Tuo Sen merenung dalam diam sembari memulihkan tubuhnya dengan cepat. Setelah berhasil kabur dari Planet Suzaku, ia telah mengambil alih tubuh Tu Si. Tubuh Tu Si adalah tubuh dewa kuno kerajaan yang telah bertahan selama bertahun-tahun yang tak terhitung jumlahnya!

Tujuh bintang di antara alis Wang Lin berputar dengan cepat, dan ada energi iblis kuno yang berputar-putar di mata kanannya. Namun, karena pewarisan tersebut kekurangan energi iblis kuno, warisan itu menjadi tidak lengkap, sehingga bintang iblis kuno tidak dapat terbentuk sepenuhnya!

Kecuali jika ia memiliki wujud replika iblis kuno yang lengkap!

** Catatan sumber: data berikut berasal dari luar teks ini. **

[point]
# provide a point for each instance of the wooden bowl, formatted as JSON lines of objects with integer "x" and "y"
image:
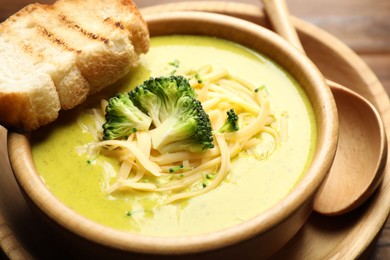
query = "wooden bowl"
{"x": 267, "y": 232}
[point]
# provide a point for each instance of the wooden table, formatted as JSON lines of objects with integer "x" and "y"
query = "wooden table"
{"x": 364, "y": 25}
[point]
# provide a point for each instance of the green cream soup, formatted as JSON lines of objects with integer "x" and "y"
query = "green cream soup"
{"x": 252, "y": 185}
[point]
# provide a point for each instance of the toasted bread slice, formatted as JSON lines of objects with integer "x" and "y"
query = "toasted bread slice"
{"x": 59, "y": 63}
{"x": 28, "y": 97}
{"x": 82, "y": 46}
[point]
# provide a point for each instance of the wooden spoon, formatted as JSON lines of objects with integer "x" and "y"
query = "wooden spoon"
{"x": 362, "y": 148}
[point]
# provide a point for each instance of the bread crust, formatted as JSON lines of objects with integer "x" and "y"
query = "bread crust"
{"x": 82, "y": 45}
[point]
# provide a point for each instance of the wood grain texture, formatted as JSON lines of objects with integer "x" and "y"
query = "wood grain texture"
{"x": 364, "y": 25}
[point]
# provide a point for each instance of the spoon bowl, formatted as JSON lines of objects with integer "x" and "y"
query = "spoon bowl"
{"x": 361, "y": 154}
{"x": 360, "y": 157}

Wujud replika iblis kuno, jika dicari di tempat lain, tentu akan sangat sulit ditemukan. Namun, ia bisa menemukannya di dalam makam ini, terutama di aula ini!

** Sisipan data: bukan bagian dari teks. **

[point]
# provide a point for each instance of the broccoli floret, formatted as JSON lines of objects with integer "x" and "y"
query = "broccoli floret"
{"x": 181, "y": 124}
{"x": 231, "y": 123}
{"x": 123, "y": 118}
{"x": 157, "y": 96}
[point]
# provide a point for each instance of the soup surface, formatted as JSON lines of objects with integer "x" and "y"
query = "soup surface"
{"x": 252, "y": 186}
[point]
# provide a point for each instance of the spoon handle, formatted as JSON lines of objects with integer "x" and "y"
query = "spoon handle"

Masih ada beberapa mayat yang telah membatu dari ketiga anggota Klan Perintah Kuno. Di antara mereka, terdapat sesosok iblis kuno setinggi sepuluh ribu kaki yang masih mempertahankan ekspresi buasnya sejak ia masih hidup. Mayat itu sangat mencolok di antara mayat-mayat lainnya!

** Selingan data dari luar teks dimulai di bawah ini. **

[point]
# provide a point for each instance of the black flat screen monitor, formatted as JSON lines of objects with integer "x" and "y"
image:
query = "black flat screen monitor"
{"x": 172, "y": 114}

Wang Lin mengangkat tangan kanannya dan mengulurkannya. Tubuh iblis kuno itu melayang ke arahnya dan mendarat tepat di depannya. Ia kemudian menempelkan tangan kanannya ke tubuh mayat tersebut.

"Sayangnya, tidak ada dewa kuno kerajaan di sini... Mayat ini hanya memiliki sedikit aura dewa kuno kerajaan..." Tangan kanan Wang Lin menempel di mayat iblis kuno itu. Energi iblis di mata kanannya mengalir deras ke dalam tubuh iblis kuno melalui tangan kanannya.

Aura iblis kuno di dalam tubuh Wang Lin sangatlah besar. Pada saat ini, aura itu melesat keluar menuju tubuh iblis kuno yang telah membatu, yang bagaikan sebuah jurang tanpa dasar.

Saat Wang Lin duduk di sana, energi iblisnya mengalir deras ke dalam tubuh iblis kuno di hadapannya. Matanya masih terkunci pada Tuo Sen, yang sedang memulihkan diri dengan cepat di luar jaring ilusi.

Selain harga dirinya sendiri, alasan lain mengapa Wang Lin memberikan waktu kepada Tuo Sen adalah karena ia juga membutuhkan waktu. Ia tidak bisa bangkit dari singgasana untuk bertarung! Meskipun tidak ada kekuatan penolak di singgasana ini, karena kekuatan penolak itu telah hilang, aura pewarisan yang tadinya membuat mata Wang Lin memerah juga telah lenyap!

Wang Lin entah bagaimana menyadari bahwa jika ia bangkit saat itu, bahkan jika ia duduk kembali, tidak akan ada lagi pewarisan. Ini adalah pencerahan tak terjelaskan yang ia peroleh ketika indra ilahinya menyatu dengan kehendak makam.

Itulah sebabnya ia tidak bisa bangkit! Pewarisan untuk menjadi dewa kuno bintang 7 saja belum memuaskan Wang Lin!

Ia menginginkan pewarisan yang lebih banyak! Ia ingin kekuatan penolak itu muncul sekali lagi! Hanya dengan begitu aura pewarisan akan meningkat beberapa kali lipat dan terdorong keluar dari jantung yang berdetak di lapisan ketiga!

Hanya ada satu cara agar kekuatan penolak itu muncul kembali!

Wang Lin menampilkan tatapan yang penuh ketegasan. Meskipun Tuo Sen berada di luar dan kekuatan penolak itu sangat berbahaya, ia tidak berniat untuk menyerah. Begitu ia menunjukkan tatapan tegas itu, ia memutus penyatuan indra ilahinya dengan makam!

Saat indra ilahinya terputus dari makam, kekuatan penolak yang mengguncang surga muncul kembali dari singgasana. Pada saat yang sama, jantung di lapisan ketiga mulai berdetak dengan cepat dan aura pewarisan mengalir deras ke dalam singgasana!

Dewa kuno bintang 7 jauh lebih kuat daripada dewa kuno bintang 6. Wang Lin duduk tanpa bergerak, menahan kekuatan penolak tersebut. Kali ini ia tidak lagi menyegel tubuhnya untuk mencegah auranya bocor keluar. Sebaliknya, ia melakukan hal sebaliknya dan mengambil inisiatif untuk menyerap paksa aura pewarisan dari singgasana!